Juba — As the world commemorates International Women Day a South Sudanese civil society organisation has called on the United Nation General Assembly to consider a female successor to its current chief, Ban Ki- Moon.
South Sudan VP Riek Machar joins a group of women to cut a cake at Women Day celebrations in Juba (splmtoday)
Community Empowerment for Progress Organisation (CEPO), Sudan Tribune has learnt, launched the campaign Friday, with calls for worldwide support to have a female UN Secretary General (UNSG), after 68 years of male dominance.
"CEPO is calling for the General Assembly to elect woman to the replace Ban Ki-Moon, because we feel the position of the UNSG has not been gender sensitive since 1945, despite call from the UN for gender mainstreaming among its members states," Edmund Yakani, CEPO's program coordinator told Sudan Tribune from Sweden.
The CEPO official, who is in Stockholm to attend a training on the UN Security Council Resolution (1325), said calls for gender mainstreaming can only be meaningfully achieved, if a female is appointed at the helm of the world body.

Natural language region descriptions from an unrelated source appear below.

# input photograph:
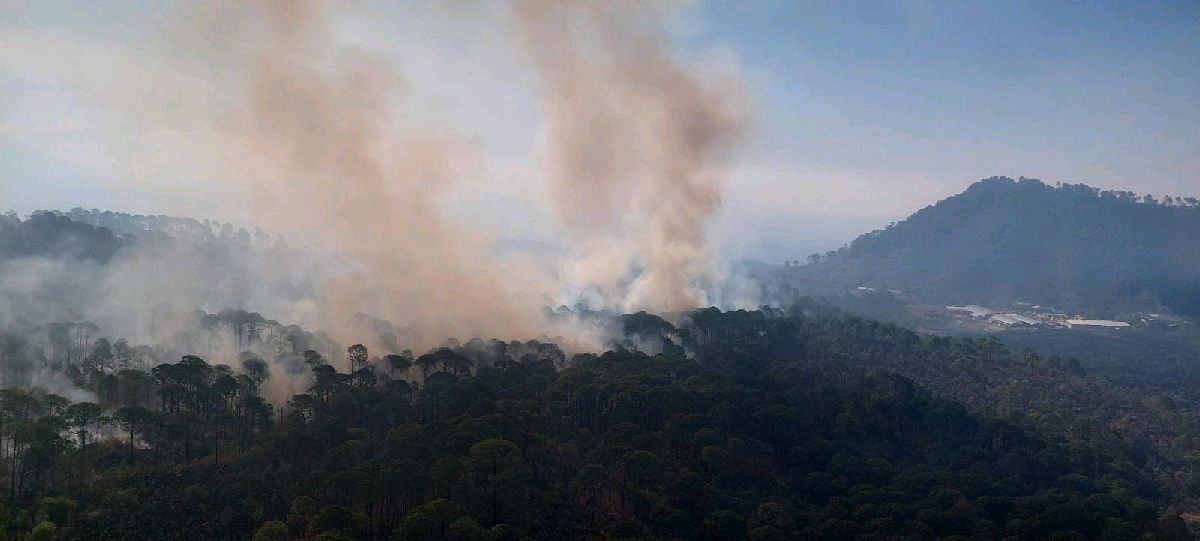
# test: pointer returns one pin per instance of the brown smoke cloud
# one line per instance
(327, 155)
(311, 134)
(636, 140)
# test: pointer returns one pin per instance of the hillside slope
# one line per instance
(1003, 240)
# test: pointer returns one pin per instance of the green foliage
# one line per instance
(271, 530)
(762, 425)
(1069, 246)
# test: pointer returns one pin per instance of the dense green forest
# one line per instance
(1069, 246)
(805, 424)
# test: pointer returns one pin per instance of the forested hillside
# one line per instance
(762, 425)
(1073, 247)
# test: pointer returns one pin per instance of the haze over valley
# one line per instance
(540, 270)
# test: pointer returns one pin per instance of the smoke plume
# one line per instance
(331, 157)
(270, 103)
(635, 142)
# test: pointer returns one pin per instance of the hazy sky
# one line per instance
(863, 112)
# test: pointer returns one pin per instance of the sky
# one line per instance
(862, 112)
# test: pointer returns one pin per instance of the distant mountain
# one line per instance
(1002, 240)
(46, 234)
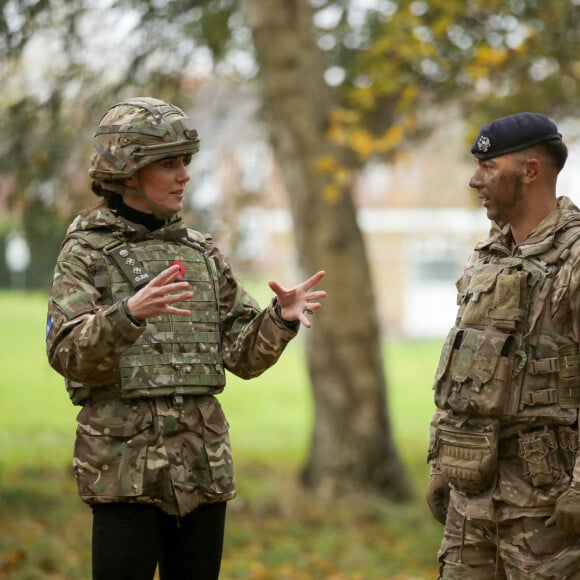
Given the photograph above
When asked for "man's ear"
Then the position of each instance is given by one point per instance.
(531, 169)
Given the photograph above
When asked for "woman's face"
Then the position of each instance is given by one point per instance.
(162, 183)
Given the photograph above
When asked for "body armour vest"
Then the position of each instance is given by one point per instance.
(509, 353)
(175, 355)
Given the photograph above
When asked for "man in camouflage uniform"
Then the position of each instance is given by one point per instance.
(144, 318)
(505, 480)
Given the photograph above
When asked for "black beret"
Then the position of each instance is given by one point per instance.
(513, 133)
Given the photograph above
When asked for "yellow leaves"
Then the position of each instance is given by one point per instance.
(338, 177)
(485, 60)
(346, 130)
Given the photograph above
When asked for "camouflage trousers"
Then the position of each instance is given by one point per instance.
(516, 549)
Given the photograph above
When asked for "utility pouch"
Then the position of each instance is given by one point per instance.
(568, 445)
(475, 372)
(569, 376)
(539, 451)
(467, 450)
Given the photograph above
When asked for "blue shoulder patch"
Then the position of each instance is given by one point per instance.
(48, 326)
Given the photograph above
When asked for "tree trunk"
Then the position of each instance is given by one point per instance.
(352, 445)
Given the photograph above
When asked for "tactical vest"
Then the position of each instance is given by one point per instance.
(509, 353)
(175, 355)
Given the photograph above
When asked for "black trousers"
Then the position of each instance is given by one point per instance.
(130, 540)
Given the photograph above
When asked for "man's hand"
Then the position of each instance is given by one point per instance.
(567, 512)
(298, 302)
(159, 296)
(438, 497)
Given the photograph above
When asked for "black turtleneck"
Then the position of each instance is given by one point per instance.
(148, 220)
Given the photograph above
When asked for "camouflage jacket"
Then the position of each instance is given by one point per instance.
(168, 446)
(507, 387)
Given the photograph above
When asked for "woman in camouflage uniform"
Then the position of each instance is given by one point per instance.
(144, 317)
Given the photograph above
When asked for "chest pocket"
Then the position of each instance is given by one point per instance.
(495, 296)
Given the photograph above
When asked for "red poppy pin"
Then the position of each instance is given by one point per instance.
(181, 272)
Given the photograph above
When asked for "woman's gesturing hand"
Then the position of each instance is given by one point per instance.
(298, 303)
(160, 295)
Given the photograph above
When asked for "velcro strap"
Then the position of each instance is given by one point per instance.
(543, 366)
(544, 397)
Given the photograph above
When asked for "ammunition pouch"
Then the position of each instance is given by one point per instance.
(548, 454)
(466, 452)
(475, 372)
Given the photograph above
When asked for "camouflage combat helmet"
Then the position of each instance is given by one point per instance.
(137, 132)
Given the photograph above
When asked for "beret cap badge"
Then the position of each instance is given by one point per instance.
(484, 144)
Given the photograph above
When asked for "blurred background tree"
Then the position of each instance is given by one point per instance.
(341, 82)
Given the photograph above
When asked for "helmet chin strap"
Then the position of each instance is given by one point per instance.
(159, 211)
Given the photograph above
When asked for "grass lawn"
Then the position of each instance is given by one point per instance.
(275, 531)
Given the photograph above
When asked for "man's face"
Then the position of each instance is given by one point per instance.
(499, 186)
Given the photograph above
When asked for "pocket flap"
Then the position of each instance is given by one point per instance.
(479, 354)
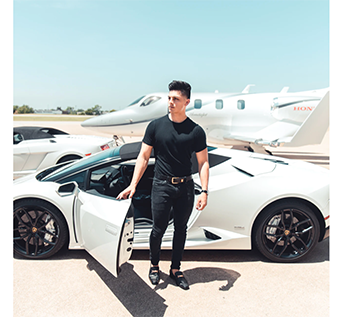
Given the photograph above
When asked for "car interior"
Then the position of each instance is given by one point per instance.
(112, 179)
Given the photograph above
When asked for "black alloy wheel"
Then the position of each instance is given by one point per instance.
(286, 232)
(39, 229)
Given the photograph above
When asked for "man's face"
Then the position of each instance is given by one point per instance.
(177, 102)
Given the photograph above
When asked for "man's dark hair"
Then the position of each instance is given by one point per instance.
(182, 86)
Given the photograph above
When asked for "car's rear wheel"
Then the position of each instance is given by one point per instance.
(286, 231)
(39, 229)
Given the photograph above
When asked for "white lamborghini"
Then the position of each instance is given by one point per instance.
(280, 206)
(35, 148)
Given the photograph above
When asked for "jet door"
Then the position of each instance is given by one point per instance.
(105, 228)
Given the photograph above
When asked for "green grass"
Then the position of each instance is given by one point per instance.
(50, 118)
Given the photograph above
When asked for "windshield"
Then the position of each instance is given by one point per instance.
(149, 101)
(77, 166)
(136, 101)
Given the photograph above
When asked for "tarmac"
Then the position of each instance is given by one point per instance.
(222, 283)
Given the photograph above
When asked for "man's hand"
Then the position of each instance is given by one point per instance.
(129, 191)
(202, 201)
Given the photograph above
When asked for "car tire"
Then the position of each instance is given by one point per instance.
(286, 231)
(39, 229)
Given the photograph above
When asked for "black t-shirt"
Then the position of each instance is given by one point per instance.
(173, 145)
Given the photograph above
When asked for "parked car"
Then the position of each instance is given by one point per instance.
(280, 206)
(35, 148)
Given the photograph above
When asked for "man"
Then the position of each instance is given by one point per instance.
(174, 138)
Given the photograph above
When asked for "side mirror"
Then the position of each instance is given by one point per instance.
(67, 189)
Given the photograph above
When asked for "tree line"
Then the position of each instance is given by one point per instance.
(95, 110)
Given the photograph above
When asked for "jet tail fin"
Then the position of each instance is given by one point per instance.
(246, 89)
(315, 126)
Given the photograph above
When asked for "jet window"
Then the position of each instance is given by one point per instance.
(198, 104)
(219, 104)
(149, 101)
(240, 104)
(136, 101)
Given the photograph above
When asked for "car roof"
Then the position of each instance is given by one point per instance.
(32, 133)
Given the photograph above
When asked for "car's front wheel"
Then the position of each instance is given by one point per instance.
(286, 231)
(39, 229)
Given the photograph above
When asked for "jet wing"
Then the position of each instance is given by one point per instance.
(268, 135)
(311, 131)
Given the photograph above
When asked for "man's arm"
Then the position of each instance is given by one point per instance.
(203, 169)
(140, 167)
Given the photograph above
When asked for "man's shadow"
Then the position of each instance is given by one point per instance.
(133, 293)
(203, 275)
(140, 299)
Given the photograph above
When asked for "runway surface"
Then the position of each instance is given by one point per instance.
(222, 283)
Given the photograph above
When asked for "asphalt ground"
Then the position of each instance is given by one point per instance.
(222, 283)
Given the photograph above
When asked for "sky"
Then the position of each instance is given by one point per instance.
(79, 53)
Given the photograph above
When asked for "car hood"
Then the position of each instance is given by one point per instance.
(88, 138)
(253, 165)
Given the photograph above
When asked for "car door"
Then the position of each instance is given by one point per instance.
(105, 228)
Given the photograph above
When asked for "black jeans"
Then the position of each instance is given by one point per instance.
(164, 197)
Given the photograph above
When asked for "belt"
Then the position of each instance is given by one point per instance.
(175, 180)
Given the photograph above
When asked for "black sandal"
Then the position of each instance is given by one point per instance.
(180, 280)
(154, 275)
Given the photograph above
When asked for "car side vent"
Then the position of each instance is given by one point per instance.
(242, 171)
(210, 235)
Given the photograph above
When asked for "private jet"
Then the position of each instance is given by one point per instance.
(254, 120)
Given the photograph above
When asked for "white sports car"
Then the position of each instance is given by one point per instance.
(35, 148)
(280, 206)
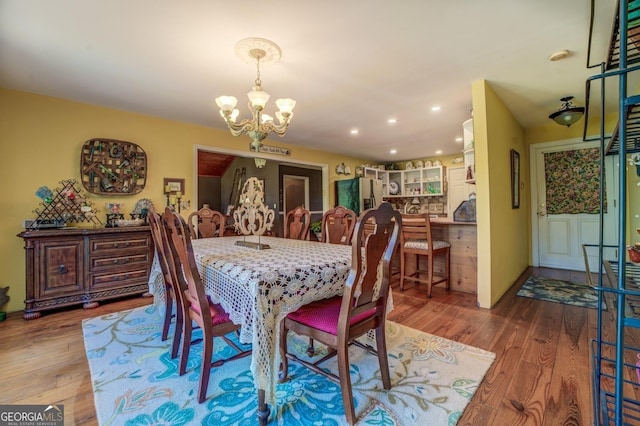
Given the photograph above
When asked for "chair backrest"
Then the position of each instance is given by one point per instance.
(180, 244)
(367, 286)
(338, 224)
(416, 227)
(206, 223)
(163, 252)
(296, 223)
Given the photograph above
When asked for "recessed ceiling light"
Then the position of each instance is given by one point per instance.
(560, 54)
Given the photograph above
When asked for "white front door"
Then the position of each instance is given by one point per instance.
(558, 237)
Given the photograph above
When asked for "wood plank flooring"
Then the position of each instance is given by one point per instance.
(541, 375)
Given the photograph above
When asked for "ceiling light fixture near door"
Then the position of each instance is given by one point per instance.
(568, 114)
(260, 125)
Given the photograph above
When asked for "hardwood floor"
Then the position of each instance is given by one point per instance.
(541, 375)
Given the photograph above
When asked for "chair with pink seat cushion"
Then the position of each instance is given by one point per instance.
(171, 289)
(206, 223)
(338, 321)
(337, 225)
(296, 223)
(212, 319)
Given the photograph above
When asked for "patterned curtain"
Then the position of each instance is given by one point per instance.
(573, 181)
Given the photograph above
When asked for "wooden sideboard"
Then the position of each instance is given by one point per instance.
(67, 267)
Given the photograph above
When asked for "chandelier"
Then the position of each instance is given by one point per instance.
(568, 114)
(260, 124)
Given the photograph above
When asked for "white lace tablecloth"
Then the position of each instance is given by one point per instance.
(260, 287)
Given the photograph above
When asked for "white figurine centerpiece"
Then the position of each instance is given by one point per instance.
(252, 217)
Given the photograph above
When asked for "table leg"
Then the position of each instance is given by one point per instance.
(263, 408)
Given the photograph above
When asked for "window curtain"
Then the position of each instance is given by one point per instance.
(573, 181)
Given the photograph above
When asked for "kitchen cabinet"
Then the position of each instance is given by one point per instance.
(427, 181)
(66, 267)
(469, 151)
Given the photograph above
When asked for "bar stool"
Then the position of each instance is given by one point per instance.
(416, 239)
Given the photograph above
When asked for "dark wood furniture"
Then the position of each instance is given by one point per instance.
(337, 225)
(339, 320)
(206, 223)
(212, 319)
(416, 239)
(296, 223)
(66, 267)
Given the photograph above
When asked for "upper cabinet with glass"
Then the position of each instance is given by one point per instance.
(425, 181)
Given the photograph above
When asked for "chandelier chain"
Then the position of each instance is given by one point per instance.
(258, 81)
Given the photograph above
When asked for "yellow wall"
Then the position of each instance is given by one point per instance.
(503, 246)
(40, 142)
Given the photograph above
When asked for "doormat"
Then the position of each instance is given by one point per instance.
(559, 291)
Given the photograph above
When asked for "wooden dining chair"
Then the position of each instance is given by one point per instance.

The Secretary-General is appointed by the General Assembly, on the recommendation of the Security Council, with the selection subject to the veto of any of the five permanent members of the Security Council. However, although there is technically no limit to the number of five-year terms a Secretary-General may serve, none out of the eight previous diplomats to hold the position have served more than two terms.
Navi Pillay, the UN Higher Commissioner for Human Rights marked International Women's Day by insisting that violence against women remains one of the most "pervasive" forms of human rights violations but observed that authorities responsible for protection and prosecution too often meet such acts with indifference.
"It is not enough simply to pass legislation. Almost every country in the world has some kind of relevant legal framework in place. Governments know they have an obligation under international law to prevent these crimes by working to eliminate underlying attitudes that discriminate against women and girls," said Pillay in an op-ed, published by Sudan Tribune.
She added, "Yet, in many countries, politicians, police, the judiciary and ordinary men - and women too - collectively shrug and look away when they hear of rapes and other sexual or gender-based crimes."
The UN Higher Commissioner says serious investigations into violent acts against women should become the norm, not just something police forces do when the media highlight a particular case.
"We need to shake this global torpor and wake up to reality: every minute of every day, on every continent, women and girls are raped and abused, trafficked, tortured and killed," stressed the senior UN official.
"This doesn't just happen in far-away conflicts. It happens in sophisticated capital cities, as well as in small towns and villages and the house next door".
The theme for this year's International Women's Day is "Gender Agenda: Gaining Momentum".